There is only one way out of this problem. And that is the way in. To heal lives which are burdened by illness, broken by suffering, we must enter into those burdens, enter into that brokenness. In doing so, we may witness a shadowy confusion which feels oddly familiar. A confusion that things are not as they should be; that so much of our lives are spent covering this strange vulnerability with objects, projects, endeavors, work; that illness, disability, the wedge between our desires and our realities, cannot be covered through action, through achievement, through status. It is the very nature of illness to keep us from these things.

Is life wasted in such moments? When we lose our work and activity to cancer, chronic pain, infection, stroke, or old age, do we still have value? Are we still living? And what, after all, is a life?

I have been a hospice volunteer long enough to know that I don’t have good answers for most of these questions. I do not know what to tell someone when an active and vibrant father—or mother, or spouse, or child—is stripped of energy, work, hope. But I find now, thinking of my grandmother, that I don’t need answers to all these questions. In fact, I find that so many of these questions are actually permutations of the same core tension. They are distant ripples circling the definition of a life. They gesture towards dreams, visions, hopes integral to that definition: children to raise, friends to enjoy, goals to accomplish. The anguish brought about by these questions is the anguish of Thomas Wolfe, the poignancy of Paul Kalanithi, the question of David Foster Wallace. But like Wolfe, whose anguish was at first impossible, there may yet be hope.
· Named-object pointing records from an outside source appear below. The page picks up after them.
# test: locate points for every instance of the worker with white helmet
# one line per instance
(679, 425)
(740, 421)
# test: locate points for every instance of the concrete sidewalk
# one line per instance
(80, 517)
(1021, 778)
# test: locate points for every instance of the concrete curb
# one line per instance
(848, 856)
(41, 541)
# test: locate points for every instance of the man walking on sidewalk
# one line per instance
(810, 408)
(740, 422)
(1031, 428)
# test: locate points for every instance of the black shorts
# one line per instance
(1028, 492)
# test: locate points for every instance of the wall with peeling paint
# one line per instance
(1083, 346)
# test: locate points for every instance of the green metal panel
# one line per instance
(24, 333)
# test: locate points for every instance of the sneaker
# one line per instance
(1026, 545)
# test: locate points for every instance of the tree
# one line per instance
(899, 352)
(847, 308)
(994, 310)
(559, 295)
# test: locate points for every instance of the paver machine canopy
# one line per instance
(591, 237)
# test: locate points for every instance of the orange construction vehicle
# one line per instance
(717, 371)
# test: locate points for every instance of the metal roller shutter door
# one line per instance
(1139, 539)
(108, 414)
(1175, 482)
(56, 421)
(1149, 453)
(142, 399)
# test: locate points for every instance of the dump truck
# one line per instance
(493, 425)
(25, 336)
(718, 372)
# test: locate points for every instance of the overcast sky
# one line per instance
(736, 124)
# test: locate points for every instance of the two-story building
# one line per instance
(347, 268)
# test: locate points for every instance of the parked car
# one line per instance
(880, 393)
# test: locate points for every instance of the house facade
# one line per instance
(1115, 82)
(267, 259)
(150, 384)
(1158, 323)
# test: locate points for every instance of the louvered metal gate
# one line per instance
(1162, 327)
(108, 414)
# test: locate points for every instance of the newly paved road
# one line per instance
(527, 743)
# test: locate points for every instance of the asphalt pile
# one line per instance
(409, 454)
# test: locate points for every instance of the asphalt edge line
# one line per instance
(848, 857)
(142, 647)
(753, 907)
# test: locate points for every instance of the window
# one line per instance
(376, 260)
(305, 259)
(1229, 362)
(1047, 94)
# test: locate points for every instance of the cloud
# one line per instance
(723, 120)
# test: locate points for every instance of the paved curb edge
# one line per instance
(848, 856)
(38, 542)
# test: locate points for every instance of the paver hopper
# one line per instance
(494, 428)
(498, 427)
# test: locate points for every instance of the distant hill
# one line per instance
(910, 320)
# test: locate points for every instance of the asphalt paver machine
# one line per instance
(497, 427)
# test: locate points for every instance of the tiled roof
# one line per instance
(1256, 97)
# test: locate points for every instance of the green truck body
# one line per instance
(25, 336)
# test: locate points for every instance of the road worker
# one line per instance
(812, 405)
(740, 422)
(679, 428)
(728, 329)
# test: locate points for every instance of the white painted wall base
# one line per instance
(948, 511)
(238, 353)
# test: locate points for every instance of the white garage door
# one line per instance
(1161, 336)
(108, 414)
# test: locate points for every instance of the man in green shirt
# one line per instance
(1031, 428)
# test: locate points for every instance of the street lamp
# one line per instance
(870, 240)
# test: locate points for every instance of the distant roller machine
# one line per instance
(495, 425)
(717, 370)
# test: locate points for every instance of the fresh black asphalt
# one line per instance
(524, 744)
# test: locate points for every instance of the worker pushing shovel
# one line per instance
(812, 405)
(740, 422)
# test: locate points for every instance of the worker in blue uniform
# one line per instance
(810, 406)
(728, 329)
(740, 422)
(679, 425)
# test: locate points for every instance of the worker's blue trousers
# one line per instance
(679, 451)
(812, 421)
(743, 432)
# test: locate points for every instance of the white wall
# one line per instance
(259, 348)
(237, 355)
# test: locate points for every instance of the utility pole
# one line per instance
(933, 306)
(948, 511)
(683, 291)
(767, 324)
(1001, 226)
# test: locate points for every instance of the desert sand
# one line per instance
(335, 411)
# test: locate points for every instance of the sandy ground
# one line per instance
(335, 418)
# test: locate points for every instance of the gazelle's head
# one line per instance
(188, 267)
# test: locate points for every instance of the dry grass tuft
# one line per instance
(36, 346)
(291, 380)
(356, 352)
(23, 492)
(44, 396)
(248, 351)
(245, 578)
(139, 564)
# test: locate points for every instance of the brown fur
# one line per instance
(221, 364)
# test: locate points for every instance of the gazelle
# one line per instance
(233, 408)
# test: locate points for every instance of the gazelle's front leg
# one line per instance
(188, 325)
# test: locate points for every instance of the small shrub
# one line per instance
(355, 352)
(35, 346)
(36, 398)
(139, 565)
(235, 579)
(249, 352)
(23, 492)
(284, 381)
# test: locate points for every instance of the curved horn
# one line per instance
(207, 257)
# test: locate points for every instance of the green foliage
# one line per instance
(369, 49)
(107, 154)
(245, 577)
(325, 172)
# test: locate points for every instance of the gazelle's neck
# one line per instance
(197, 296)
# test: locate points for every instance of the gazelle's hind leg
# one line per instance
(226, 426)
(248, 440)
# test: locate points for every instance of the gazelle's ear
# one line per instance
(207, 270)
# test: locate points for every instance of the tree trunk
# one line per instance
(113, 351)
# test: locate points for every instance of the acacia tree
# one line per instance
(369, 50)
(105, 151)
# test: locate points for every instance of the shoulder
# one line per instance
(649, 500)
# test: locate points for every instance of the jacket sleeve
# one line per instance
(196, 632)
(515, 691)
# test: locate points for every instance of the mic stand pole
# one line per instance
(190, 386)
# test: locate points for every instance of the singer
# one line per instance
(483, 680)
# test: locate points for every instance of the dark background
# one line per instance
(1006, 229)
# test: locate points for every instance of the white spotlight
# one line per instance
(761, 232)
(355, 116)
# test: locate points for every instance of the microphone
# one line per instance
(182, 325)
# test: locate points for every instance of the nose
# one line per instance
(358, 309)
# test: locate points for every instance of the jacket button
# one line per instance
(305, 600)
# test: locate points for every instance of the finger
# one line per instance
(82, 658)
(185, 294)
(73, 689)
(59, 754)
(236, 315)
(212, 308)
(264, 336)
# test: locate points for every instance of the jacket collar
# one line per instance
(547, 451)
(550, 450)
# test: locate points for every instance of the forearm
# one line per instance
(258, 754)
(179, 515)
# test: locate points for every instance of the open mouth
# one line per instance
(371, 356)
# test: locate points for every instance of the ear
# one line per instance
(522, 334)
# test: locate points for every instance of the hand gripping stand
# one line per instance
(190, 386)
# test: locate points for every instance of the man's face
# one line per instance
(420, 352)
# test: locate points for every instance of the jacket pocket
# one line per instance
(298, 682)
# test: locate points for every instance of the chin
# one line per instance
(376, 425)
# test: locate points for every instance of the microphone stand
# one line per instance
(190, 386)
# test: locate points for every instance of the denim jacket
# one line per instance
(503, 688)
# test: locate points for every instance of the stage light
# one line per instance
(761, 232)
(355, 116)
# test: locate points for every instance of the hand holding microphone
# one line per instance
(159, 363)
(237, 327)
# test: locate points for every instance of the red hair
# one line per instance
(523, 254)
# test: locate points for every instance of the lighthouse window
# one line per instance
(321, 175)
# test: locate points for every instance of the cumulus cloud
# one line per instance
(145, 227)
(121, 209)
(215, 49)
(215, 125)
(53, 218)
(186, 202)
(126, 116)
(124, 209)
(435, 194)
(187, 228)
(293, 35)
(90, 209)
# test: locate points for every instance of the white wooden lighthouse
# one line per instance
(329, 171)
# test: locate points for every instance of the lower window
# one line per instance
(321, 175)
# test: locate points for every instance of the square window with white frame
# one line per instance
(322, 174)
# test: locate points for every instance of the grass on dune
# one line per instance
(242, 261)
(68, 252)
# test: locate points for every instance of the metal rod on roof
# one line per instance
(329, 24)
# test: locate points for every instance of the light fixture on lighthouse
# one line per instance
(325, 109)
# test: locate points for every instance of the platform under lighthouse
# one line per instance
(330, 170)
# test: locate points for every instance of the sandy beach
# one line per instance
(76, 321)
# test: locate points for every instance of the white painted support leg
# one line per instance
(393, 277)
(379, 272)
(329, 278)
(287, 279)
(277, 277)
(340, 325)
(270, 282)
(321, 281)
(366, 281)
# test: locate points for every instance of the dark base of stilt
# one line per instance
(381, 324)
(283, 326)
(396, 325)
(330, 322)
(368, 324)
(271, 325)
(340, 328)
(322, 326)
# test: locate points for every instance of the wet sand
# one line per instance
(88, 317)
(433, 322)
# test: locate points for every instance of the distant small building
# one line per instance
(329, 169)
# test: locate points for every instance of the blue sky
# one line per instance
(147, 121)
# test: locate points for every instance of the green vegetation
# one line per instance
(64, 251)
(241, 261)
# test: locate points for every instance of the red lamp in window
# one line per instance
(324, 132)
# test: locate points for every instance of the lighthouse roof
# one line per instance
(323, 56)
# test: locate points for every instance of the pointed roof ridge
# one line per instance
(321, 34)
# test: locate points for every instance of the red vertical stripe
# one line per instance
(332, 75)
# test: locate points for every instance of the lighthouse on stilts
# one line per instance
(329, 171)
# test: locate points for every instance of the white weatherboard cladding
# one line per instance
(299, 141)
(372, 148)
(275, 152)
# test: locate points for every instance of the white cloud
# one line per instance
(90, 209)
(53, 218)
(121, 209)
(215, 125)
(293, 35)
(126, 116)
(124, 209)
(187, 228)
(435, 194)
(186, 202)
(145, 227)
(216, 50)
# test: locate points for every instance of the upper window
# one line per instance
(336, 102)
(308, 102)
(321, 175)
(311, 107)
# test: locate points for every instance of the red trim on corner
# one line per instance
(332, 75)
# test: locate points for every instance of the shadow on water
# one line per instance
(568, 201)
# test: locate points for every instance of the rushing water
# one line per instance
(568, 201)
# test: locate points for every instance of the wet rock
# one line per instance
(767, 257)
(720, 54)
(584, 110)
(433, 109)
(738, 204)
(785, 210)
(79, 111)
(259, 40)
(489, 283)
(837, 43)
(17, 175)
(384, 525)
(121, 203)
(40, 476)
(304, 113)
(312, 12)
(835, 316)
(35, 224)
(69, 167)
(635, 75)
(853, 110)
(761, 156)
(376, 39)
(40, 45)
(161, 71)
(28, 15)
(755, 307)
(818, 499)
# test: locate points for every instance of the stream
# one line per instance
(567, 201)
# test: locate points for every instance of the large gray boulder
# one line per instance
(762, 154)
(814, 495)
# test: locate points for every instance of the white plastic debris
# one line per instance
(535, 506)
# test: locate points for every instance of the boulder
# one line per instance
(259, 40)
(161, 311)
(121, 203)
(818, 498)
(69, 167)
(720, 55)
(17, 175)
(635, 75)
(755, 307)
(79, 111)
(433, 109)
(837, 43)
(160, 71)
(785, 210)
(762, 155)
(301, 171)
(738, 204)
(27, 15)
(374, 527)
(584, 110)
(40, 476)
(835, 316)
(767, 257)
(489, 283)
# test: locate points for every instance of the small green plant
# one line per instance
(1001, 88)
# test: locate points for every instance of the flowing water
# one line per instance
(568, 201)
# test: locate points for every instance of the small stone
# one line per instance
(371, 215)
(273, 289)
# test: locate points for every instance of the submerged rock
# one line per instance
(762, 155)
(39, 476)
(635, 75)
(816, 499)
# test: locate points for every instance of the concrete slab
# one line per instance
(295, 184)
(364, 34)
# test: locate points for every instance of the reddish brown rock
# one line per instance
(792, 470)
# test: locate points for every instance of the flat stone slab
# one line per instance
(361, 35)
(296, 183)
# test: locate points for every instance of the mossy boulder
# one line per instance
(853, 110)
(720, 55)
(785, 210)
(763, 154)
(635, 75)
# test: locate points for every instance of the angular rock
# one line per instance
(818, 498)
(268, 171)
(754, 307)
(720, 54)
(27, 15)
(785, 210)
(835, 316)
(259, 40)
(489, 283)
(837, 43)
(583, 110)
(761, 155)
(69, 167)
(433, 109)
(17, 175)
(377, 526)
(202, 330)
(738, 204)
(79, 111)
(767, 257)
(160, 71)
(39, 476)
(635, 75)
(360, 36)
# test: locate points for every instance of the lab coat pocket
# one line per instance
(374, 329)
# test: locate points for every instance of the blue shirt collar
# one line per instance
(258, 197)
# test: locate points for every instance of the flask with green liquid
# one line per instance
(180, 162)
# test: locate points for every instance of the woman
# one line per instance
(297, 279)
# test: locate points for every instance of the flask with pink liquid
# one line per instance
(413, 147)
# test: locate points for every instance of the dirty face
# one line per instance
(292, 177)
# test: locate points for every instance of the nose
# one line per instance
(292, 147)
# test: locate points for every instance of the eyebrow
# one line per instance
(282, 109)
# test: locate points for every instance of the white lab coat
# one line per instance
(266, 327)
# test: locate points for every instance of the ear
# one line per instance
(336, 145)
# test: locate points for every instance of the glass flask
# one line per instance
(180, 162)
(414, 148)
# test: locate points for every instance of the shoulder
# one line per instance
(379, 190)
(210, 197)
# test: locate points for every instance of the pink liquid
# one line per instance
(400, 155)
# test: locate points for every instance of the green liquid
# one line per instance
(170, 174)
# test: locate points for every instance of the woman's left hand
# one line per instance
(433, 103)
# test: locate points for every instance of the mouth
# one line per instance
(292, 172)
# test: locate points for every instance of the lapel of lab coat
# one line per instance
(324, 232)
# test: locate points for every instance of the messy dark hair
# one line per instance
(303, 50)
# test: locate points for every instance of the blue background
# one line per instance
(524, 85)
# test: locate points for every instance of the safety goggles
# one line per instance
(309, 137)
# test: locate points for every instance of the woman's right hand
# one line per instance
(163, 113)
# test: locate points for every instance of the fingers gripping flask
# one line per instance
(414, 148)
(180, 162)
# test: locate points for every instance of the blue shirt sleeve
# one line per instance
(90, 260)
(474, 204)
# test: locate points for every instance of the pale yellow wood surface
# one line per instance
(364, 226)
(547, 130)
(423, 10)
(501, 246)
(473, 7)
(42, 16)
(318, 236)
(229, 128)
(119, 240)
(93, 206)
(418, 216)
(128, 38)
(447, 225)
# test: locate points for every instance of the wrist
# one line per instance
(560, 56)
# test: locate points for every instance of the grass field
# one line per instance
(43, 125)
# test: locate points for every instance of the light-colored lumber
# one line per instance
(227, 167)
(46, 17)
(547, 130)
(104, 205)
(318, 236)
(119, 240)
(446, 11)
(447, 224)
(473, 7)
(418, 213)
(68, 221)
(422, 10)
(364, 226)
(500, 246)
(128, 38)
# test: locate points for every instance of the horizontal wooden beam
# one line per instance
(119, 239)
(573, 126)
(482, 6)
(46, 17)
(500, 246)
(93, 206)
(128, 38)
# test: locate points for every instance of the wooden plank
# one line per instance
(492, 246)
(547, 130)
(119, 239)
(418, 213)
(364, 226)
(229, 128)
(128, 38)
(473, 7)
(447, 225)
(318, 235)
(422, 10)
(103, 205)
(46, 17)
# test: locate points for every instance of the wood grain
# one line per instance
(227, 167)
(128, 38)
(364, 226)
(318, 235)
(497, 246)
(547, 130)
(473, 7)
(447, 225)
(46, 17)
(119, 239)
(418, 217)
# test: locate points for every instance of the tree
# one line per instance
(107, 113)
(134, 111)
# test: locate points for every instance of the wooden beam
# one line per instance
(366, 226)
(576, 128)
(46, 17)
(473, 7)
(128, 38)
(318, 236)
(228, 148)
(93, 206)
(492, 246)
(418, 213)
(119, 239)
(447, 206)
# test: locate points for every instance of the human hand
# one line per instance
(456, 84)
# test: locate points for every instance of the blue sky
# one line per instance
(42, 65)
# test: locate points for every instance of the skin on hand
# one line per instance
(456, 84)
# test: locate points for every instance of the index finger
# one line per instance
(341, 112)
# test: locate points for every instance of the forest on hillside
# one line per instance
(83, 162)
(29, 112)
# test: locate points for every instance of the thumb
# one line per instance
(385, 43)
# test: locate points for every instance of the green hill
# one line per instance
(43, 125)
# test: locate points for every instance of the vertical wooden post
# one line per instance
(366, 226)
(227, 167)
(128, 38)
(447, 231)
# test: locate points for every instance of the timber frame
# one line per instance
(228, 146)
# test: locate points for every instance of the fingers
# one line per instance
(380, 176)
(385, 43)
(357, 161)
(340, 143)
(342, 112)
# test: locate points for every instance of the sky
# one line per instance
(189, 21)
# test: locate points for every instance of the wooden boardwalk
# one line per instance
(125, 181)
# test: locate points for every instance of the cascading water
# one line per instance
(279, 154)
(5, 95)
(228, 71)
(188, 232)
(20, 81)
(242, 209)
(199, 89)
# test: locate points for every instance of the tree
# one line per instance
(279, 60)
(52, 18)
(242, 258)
As our lives—or the lives around us—grow unrecognizable through suffering, we may be able to restructure hope, reimagine what it would mean to have life and have it to the full. And it all starts with the question: What is a life? Once we have stripped away the superfluous—the accomplishments, the statuses, the ornaments of our daily rhythms—that question is answered in a far messier, far richer way than we might expect. It is answered with work, vitality, biology, philosophy—yes, all these and more. But in turn, these multiform answers provide the broad outline to meet our deepest struggles. The dying mother is given comfort and time with her children; the isolated boy is uplifted by accepting and compassionate friends.

When one lives in water, one can’t help but forget what water is. But when we ask the question, over and over again, our lives may look different from what we thought they once were. And in that realization, there is tremendous hope. There is the hope of dust before great windows: the hope that if we can recognize our fragility, our humanness—if we can stop, for but a moment, covering our brokenness—we can truly live. And, like Wolfe gazing down at the glory and the power and the life of the city below, we can exist for a moment, awestruck, resting in moments which feel right, even as they are sorrowful.

Thanksgiving was a trying and tiring night for my grandmother. But needless to say, it was important for us both.